NBA fans have had the opportunity during the last few weeks to watch the classic matchups from the 80’s and 90’s. Those Larry Bird–Magic Johnson battles were legendary. The Bulls-Pistons and then Bulls-Jazz were classic. It has been a relief to watch hard-nosed basketball where the three-point shot was not an offensive strategy but rather an option for strategic moments.
There have been suggestions as to how the league could bring the mid-range shot back into play. As ESPN staff writer, Kirk Goldsberry pointed out in April 2019, during the 2018- 2019 regular season, NBA shooters made 27,955 three-point shots. That’s more than they made during the entire 1980s (23,871)!
Goldsberry, in a very interesting article, went on to suggest four rule changes that the NBA can consider to counter today’s excessive three-point shooting. They include:
1) Allowing the home team to customize their three-point line, similar to a home field advantage.
2) Implementing data driven lines where the league can change the distance each season based on the previous years data.
3) Do away with the corner three, which is a shorter and easier shot to make.
4) Allow goal tending on shot from beyond the arc.
While I like his way of thinking, my suggestion is a rule change that will blend both the visions of Mikan and Saperstein with the skill sets of today’s players.

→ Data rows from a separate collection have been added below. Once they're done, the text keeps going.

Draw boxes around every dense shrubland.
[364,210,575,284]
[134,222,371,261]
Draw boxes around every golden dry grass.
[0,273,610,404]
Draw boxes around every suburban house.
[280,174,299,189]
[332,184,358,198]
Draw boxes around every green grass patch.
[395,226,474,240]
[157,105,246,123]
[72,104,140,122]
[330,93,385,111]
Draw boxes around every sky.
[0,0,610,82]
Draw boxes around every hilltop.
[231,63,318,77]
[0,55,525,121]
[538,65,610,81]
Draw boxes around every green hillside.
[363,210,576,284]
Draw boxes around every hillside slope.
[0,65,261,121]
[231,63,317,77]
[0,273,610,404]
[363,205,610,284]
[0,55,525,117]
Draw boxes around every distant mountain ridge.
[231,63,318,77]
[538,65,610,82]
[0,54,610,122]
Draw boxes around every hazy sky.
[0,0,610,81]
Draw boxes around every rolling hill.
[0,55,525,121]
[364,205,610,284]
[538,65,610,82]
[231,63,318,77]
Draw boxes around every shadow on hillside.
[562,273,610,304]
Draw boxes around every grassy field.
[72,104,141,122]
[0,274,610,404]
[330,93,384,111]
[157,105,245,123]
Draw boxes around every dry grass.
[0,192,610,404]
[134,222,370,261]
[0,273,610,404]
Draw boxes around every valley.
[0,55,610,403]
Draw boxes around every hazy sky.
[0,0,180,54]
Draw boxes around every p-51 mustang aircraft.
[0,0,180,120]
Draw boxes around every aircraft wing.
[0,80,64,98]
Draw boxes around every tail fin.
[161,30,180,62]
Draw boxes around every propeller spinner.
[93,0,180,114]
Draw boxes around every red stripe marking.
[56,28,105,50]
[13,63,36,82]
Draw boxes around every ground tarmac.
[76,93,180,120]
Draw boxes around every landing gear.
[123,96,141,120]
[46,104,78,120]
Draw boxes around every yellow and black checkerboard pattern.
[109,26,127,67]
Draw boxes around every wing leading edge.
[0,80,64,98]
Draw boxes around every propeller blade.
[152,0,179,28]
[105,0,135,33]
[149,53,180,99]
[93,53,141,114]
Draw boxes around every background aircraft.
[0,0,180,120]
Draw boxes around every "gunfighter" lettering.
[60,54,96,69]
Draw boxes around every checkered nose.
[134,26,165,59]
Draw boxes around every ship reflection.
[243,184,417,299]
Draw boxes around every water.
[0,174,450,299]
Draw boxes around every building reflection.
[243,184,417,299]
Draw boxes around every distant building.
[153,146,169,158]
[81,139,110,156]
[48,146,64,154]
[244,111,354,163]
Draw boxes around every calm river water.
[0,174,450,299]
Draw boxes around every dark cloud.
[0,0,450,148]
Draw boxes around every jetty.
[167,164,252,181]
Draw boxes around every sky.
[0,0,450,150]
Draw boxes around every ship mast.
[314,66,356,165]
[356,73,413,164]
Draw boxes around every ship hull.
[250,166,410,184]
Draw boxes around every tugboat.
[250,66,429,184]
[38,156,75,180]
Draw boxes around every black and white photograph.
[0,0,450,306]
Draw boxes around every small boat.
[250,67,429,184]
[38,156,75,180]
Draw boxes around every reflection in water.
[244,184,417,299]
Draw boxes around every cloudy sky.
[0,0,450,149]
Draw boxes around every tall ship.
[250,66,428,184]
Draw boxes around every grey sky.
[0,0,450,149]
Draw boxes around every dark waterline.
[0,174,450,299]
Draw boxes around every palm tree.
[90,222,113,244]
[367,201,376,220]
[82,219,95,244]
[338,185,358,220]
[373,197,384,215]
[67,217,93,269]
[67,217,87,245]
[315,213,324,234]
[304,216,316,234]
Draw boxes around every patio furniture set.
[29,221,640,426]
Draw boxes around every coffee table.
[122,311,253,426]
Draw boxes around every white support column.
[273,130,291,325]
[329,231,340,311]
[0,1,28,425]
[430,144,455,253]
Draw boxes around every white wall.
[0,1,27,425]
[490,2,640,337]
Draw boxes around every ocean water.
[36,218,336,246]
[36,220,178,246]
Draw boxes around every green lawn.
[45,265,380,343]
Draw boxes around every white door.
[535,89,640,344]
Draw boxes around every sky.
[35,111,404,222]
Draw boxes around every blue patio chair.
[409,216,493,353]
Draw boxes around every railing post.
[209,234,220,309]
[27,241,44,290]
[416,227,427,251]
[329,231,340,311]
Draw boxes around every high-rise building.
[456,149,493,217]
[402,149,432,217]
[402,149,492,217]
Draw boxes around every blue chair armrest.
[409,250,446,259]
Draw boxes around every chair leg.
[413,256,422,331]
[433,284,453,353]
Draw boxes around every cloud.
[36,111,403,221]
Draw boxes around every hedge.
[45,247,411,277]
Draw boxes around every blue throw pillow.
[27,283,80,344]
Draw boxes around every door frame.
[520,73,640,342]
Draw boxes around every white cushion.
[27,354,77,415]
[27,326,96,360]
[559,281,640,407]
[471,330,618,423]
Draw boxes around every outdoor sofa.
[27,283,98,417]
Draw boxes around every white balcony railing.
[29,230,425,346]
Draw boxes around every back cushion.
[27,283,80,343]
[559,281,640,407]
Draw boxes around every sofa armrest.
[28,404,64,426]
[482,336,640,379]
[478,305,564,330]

Let’s add value to each attempt by limiting the number of three-point attempts per game to 25.
The new rule will allow for only two points, starting with the twenty-sixth shot from beyond the arc. NBA basketball would again become a game for a wider variety of player types. Basketball was not meant to be position less. Limiting each team to 25 three-point shots a game, would blend the old with the new.
A team could have a Hakeem Olajuwon and a Steph Curry. That’s what fans want to see. There should always be a place in the league for players like Patrick Ewing, Moses Malone, Kareem Abdul-Jabbar. The predictable schemes and roster makeup of today’s NBA has limited the game. Many Hall of Fame inductees would have no place in today’s game.
At the same time, there is no reason to eliminate the possibility of a fourth quarter comeback or last second three-point win. Coaches would just have to save three-point shots as they do time outs.
Imagine three-quarters of 1980-2000 basketball followed by a 2000-2020 style fourth quarter? After spending a couple of months watching Bird, Magic, Isiah, Jordan and Kobe, there is no doubt that the essence of the team game has been lost and that a simple rule change can make the NBA product better than ever.